This means that CSS couldn't do what many designers do: place a single grid over their whole design and constantly align items within it.

Using subgrid, the grandchild of a grid can adopt its parents’ columns or rows as its own, and align the parents' rows or columns.

If I understand it correctly, it works something like this:

The first parent defines the main grid as we normally would. We also set a border and a background color to indentify it.

.grid {
  display: grid;
  grid-template-columns: repeat(12, 1fr);
  grid-template-rows: repeat(4, minmax(100px, auto));

  border: 1px solid navy;
  background-color: rgba(0, 0, 255, 0.3);
}

The direct child of the grid container sets up both it's location witin the parent and its own grid display.

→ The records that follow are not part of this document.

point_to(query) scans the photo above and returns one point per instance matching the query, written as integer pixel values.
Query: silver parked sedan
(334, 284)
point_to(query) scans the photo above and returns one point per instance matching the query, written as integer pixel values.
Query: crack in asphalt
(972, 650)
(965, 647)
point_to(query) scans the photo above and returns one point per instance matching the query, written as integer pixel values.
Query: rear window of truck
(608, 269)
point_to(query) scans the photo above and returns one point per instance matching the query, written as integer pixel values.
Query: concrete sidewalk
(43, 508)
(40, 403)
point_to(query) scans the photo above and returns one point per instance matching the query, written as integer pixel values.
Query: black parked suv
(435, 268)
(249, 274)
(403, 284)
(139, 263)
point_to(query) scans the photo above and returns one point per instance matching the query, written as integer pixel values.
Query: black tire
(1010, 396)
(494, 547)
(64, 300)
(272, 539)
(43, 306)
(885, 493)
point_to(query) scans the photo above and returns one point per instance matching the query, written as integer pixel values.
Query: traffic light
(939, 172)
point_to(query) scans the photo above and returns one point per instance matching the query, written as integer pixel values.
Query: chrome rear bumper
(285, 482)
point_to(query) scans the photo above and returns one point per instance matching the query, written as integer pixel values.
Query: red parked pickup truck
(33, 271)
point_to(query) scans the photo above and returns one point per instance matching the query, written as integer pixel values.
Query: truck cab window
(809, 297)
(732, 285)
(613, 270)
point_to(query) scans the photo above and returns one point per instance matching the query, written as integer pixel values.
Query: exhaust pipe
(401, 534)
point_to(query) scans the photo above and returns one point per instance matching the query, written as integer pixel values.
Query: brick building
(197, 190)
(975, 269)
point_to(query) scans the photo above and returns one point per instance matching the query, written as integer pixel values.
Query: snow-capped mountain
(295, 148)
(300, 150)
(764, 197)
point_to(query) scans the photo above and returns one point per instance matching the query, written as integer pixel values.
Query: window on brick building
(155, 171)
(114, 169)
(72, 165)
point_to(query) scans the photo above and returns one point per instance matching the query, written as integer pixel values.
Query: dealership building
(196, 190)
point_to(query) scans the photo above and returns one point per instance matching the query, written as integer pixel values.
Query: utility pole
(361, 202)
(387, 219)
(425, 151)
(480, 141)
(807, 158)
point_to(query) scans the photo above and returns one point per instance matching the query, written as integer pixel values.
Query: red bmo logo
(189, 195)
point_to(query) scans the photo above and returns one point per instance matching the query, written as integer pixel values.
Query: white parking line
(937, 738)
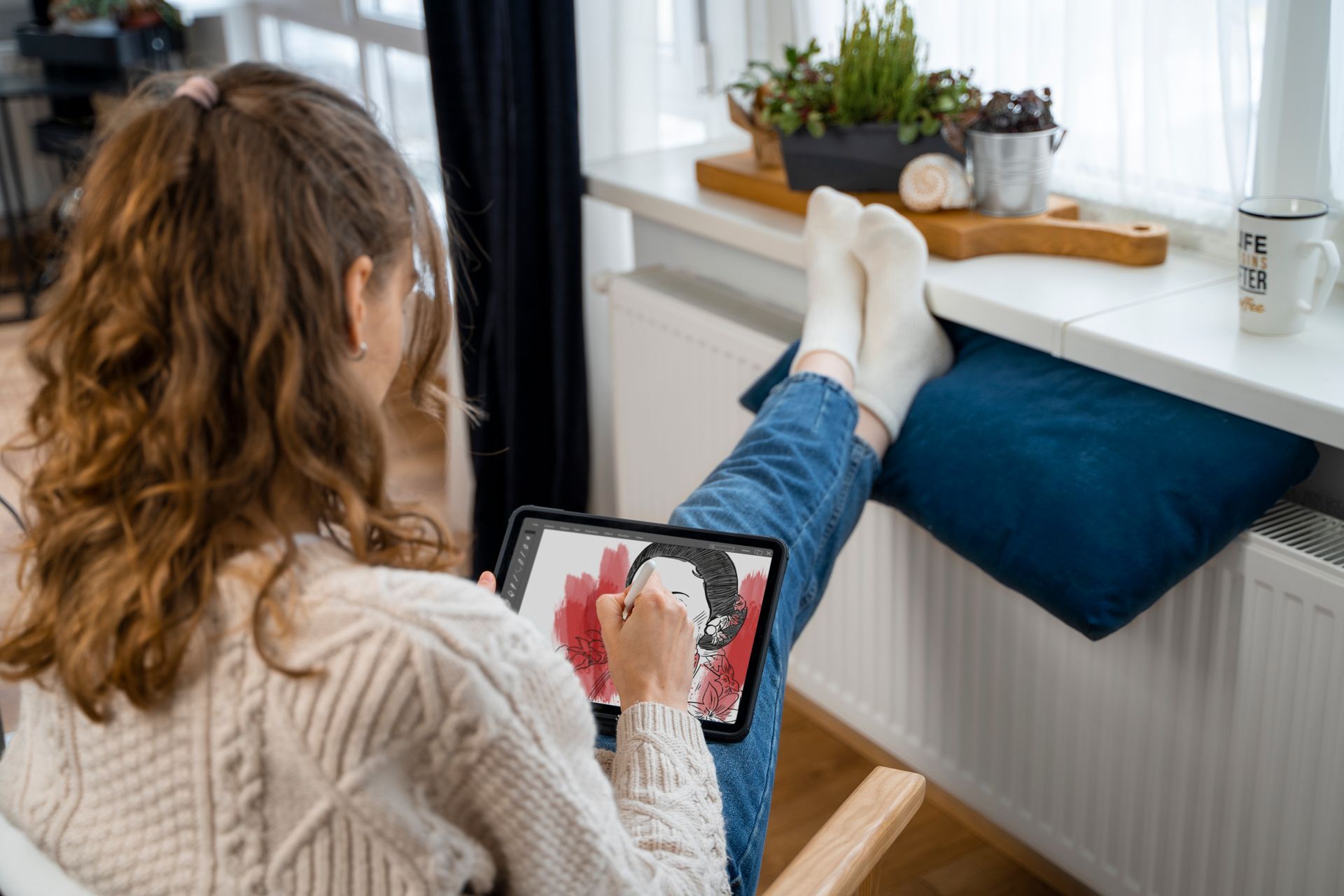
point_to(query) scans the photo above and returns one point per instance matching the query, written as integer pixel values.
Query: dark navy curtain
(505, 96)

For whatever axis that we want the child of this inner grid to inherit, we use the subgrid value of the corresponding grid-template-* rule.

.item {
  /* Item placement */
  grid-column: 2 / 7;
  grid-row: 2 / 4;

  /* Item display */
  display: grid;
  grid-template-columns: subgrid;
  grid-template-rows: repeat(3, 80px);

  border: 10px dotted red;
  background-color: rgba(255, 0, 255, 0.25);
}

As as I understand it, the children of the inner grid inherit their parent's axis that were defined as subgrid in the parent. This means that the values for grid-column and grid-row are relative to their parent, not the base grid.

.subitem {
  grid-column: 2 / 3;
  grid-row: 1 / 3;

  border: 5px dotted blue;
  background-color: rgba(218, 165, 32, 0.7);
}

Having this ability, we can now use subgrids to create patterns that were not possible to do before or would require workarounds. I'm starting to explore what we can do with subgrids on their own and combined with other layout techniques.